Magnetic resonance images (MRI) require intensity standardisation if they are used for the purpose of quantitative analysis as inherent variations in image intensity levels between different image sets are manifest due to technical factors. One approach is to standardise the image intensity values using a statistically applied biological reference tissue. The aim of this study is to compare the performance of differing candidate biological reference tissues for standardising T2WI intensity distributions.
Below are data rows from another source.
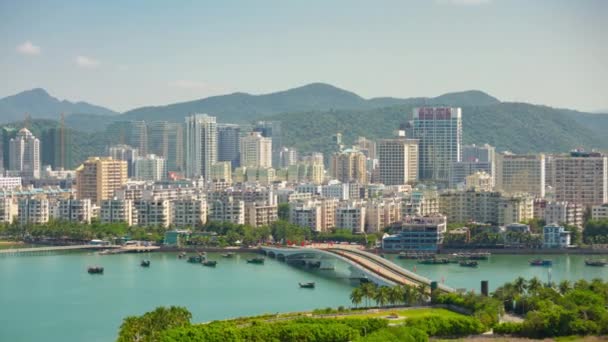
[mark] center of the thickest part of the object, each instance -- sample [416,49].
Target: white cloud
[464,2]
[87,62]
[187,84]
[27,48]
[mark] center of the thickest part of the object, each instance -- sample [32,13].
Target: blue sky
[125,54]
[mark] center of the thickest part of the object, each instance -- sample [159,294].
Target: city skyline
[550,53]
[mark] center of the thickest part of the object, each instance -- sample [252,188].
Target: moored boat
[541,262]
[469,263]
[596,262]
[256,260]
[197,259]
[95,270]
[308,285]
[434,261]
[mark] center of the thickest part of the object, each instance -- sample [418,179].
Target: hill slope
[40,105]
[518,127]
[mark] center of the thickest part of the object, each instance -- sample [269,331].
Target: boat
[541,262]
[257,260]
[434,261]
[469,263]
[309,285]
[95,270]
[596,262]
[209,263]
[195,259]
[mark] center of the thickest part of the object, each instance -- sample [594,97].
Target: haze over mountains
[312,113]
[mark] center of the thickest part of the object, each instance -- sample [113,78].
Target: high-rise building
[398,160]
[521,173]
[25,154]
[439,134]
[288,156]
[474,159]
[229,143]
[582,178]
[256,150]
[271,129]
[201,145]
[57,148]
[150,167]
[97,178]
[348,166]
[126,153]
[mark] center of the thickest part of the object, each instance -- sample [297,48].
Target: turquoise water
[53,298]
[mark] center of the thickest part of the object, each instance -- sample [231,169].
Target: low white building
[555,236]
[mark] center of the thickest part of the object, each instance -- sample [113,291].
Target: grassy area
[403,314]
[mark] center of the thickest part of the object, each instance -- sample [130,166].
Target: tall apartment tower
[581,178]
[229,143]
[398,160]
[201,145]
[97,178]
[125,153]
[348,166]
[474,159]
[24,154]
[521,173]
[256,150]
[439,134]
[165,139]
[150,167]
[272,129]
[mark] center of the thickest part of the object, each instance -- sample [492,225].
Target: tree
[148,327]
[356,296]
[382,295]
[564,286]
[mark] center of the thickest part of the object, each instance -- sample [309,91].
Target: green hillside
[518,127]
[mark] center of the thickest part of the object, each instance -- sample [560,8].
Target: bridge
[363,264]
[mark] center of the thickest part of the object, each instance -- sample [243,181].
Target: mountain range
[40,105]
[311,114]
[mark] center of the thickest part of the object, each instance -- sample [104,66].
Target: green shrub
[447,326]
[397,334]
[508,328]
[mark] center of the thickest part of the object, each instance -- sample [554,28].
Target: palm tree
[356,296]
[534,285]
[381,296]
[396,295]
[564,286]
[422,293]
[520,285]
[368,290]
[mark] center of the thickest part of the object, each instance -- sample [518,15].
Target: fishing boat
[434,261]
[197,259]
[541,262]
[257,260]
[309,285]
[596,262]
[95,270]
[210,263]
[469,263]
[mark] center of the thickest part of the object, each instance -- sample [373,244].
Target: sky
[127,54]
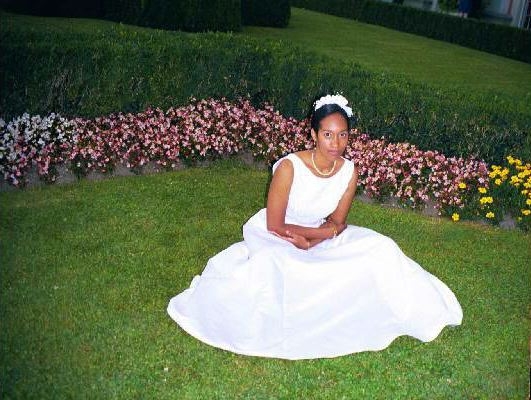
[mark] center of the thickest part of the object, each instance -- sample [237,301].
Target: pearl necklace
[319,171]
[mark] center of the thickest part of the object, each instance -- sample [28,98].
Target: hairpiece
[334,99]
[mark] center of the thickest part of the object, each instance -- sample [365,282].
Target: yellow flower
[485,200]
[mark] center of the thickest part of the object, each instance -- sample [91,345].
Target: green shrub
[266,12]
[61,8]
[121,68]
[128,11]
[502,40]
[187,15]
[193,15]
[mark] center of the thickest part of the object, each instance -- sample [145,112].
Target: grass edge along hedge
[502,40]
[56,67]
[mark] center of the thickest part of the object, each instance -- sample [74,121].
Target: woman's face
[332,138]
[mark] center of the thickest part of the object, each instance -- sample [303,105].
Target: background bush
[506,41]
[193,15]
[60,8]
[98,68]
[188,15]
[266,12]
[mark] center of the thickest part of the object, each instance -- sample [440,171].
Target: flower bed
[209,129]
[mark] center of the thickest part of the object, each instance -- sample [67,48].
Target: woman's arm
[339,216]
[277,202]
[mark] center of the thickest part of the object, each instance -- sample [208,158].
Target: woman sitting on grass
[304,284]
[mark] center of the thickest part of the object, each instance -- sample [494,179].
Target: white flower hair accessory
[338,99]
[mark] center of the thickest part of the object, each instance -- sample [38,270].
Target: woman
[303,284]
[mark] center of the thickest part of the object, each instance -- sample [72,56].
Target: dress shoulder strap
[292,157]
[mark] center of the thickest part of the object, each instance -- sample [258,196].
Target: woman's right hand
[297,240]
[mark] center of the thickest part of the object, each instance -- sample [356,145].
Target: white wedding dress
[356,292]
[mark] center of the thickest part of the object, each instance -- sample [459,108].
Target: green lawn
[419,58]
[87,270]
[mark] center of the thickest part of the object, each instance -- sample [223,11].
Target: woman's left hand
[297,240]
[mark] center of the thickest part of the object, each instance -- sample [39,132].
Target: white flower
[338,99]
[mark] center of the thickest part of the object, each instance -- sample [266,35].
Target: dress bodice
[313,198]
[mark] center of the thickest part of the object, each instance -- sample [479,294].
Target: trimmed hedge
[60,8]
[128,11]
[121,68]
[274,13]
[187,15]
[193,15]
[506,41]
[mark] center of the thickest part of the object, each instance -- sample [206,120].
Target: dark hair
[316,116]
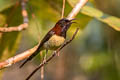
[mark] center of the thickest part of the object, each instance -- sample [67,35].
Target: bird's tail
[30,58]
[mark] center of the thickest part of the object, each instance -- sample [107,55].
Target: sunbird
[53,39]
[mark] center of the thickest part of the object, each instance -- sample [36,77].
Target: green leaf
[89,10]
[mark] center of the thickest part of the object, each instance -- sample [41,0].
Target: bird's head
[62,26]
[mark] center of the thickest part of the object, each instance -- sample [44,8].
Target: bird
[53,39]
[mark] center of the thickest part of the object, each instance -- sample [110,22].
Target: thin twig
[53,55]
[77,8]
[21,26]
[63,9]
[29,52]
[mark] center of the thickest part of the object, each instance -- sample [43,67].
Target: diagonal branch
[53,55]
[21,26]
[29,52]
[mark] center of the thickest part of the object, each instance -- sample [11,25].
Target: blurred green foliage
[96,47]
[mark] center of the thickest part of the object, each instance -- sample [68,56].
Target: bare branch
[77,8]
[63,9]
[27,53]
[53,55]
[21,26]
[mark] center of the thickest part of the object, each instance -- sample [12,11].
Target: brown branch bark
[27,53]
[21,26]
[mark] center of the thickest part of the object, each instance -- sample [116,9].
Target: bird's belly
[54,42]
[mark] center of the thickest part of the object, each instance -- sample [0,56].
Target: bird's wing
[46,38]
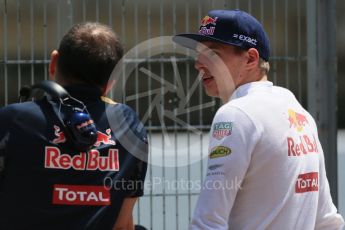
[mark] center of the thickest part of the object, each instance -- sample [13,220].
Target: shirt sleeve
[132,136]
[5,120]
[327,216]
[232,139]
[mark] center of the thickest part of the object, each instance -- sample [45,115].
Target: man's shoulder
[16,108]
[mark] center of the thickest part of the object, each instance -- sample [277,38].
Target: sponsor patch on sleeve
[308,182]
[219,151]
[221,129]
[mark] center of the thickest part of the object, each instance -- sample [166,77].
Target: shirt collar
[247,88]
[84,92]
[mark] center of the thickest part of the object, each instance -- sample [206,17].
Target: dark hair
[88,53]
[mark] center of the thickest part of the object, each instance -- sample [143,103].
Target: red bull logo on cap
[206,21]
[297,120]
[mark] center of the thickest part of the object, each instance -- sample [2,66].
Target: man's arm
[125,218]
[327,216]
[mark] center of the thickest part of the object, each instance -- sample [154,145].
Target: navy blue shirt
[45,184]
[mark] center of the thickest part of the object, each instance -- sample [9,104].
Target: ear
[53,64]
[109,86]
[253,58]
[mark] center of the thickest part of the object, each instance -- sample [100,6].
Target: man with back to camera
[46,183]
[266,166]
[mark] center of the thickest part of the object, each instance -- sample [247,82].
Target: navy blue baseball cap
[233,27]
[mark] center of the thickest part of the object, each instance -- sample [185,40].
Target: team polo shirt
[266,167]
[47,185]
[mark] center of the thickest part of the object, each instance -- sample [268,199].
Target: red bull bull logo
[205,29]
[60,136]
[104,138]
[207,20]
[297,120]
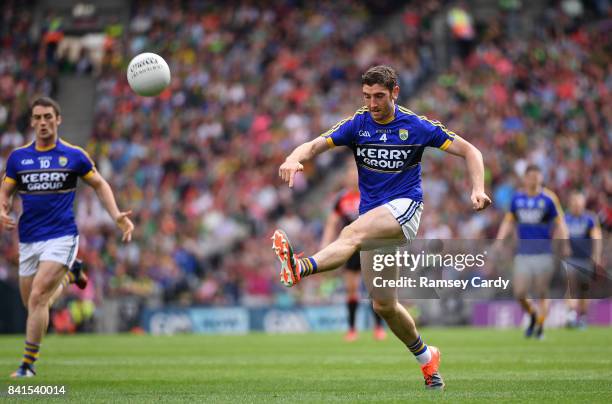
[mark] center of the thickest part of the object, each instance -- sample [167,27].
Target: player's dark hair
[383,75]
[46,102]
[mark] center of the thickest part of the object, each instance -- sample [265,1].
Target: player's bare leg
[351,281]
[542,287]
[43,287]
[521,288]
[376,228]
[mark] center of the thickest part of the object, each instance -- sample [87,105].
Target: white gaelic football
[148,74]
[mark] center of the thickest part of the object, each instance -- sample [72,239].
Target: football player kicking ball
[45,173]
[388,142]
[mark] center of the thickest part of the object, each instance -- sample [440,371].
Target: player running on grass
[536,213]
[387,141]
[346,210]
[45,173]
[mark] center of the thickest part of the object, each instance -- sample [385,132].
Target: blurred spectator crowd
[198,164]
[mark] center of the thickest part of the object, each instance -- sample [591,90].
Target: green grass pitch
[479,365]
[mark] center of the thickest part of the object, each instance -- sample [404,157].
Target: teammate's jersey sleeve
[554,206]
[436,134]
[592,223]
[338,205]
[342,133]
[86,166]
[11,169]
[512,210]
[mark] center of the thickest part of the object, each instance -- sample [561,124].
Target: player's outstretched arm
[106,196]
[7,188]
[475,166]
[302,153]
[506,228]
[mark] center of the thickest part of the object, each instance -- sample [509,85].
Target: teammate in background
[346,211]
[45,173]
[534,211]
[585,241]
[387,141]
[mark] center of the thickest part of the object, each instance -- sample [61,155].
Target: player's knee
[352,236]
[38,298]
[384,308]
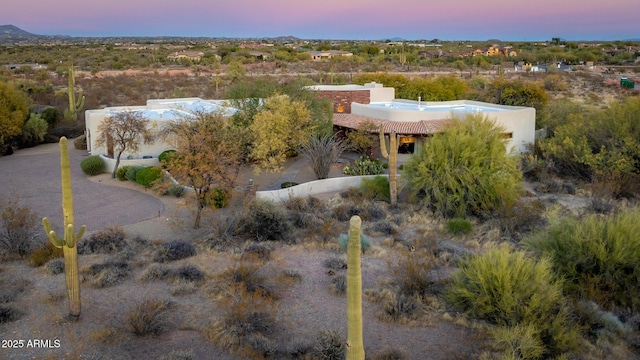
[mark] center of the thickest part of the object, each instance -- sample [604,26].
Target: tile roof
[423,127]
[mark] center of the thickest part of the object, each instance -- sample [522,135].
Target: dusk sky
[331,19]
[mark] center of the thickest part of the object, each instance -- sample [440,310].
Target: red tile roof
[422,127]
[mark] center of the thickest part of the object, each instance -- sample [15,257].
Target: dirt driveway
[33,175]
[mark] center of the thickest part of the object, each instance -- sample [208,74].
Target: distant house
[495,50]
[264,56]
[328,54]
[194,56]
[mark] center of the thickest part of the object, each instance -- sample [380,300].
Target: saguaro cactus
[355,346]
[74,105]
[392,155]
[68,242]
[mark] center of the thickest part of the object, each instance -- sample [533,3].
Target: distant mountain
[11,30]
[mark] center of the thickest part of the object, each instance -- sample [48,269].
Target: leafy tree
[14,110]
[207,157]
[464,170]
[281,126]
[34,130]
[124,131]
[505,92]
[322,152]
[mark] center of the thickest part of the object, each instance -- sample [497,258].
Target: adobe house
[416,121]
[157,111]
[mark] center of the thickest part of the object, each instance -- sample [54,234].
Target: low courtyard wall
[312,188]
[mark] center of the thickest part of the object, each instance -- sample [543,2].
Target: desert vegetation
[485,254]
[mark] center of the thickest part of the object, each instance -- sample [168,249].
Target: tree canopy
[124,131]
[207,157]
[279,129]
[14,111]
[464,170]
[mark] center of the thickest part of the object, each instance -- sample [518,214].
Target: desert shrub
[390,354]
[180,355]
[148,175]
[518,342]
[121,173]
[175,250]
[176,191]
[20,229]
[165,157]
[246,326]
[251,278]
[106,241]
[330,346]
[80,143]
[109,273]
[266,220]
[599,324]
[256,252]
[190,273]
[365,243]
[55,266]
[459,226]
[399,306]
[364,166]
[9,314]
[93,165]
[376,188]
[132,171]
[412,273]
[509,288]
[521,217]
[465,170]
[598,257]
[43,254]
[383,227]
[219,198]
[335,263]
[339,284]
[155,272]
[149,317]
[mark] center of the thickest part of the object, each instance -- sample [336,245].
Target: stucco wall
[111,163]
[313,188]
[345,98]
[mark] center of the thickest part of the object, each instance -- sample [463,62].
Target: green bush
[219,198]
[93,165]
[465,170]
[365,244]
[165,157]
[80,143]
[121,173]
[459,226]
[512,289]
[148,175]
[376,188]
[598,257]
[265,220]
[132,171]
[364,166]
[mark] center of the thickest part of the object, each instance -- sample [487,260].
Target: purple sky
[331,19]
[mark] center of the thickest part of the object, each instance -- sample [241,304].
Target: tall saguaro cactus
[68,242]
[74,105]
[392,155]
[355,346]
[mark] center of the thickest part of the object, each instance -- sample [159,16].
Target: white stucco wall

Fifty-one prostate cancer patients across two centres with different scanners were evaluated using the percentage interpatient coefficient of variation (%interCV) for four different biological references; femoral bone marrow, ischioanal fossa, obturator-internus muscle and bladder urine. The tissue with the highest reproducibility (lowest %interCV) in both centres was used for intensity standardisation of prostate T2WI using three different statistical measures (mean, Z-score, median + Interquartile Range). The performance of different standardisation methods was evaluated from the assessment of image intensity histograms and the percentage normalised root mean square error (%NRSME) of the healthy peripheral zone tissue. Ischioanal fossa as a reference tissue demonstrated the highest reproducibility with %interCV of 18.9 for centre1 and 11.2 for centre2. Using ischioanal fossa for statistical intensity standardisation and the median + Interquartile Range method demonstrated the lowest %NRMSE across centres for healthy peripheral zone tissues. This study demonstrates ischioanal fossa as a preferred reference tissue for standardising intensity values from T2WI of the prostate. Subsequent image standardisation using the median + Interquartile Range intensity of the reference tissue demonstrated a robust and reliable standardisation method for quantitative image assessment.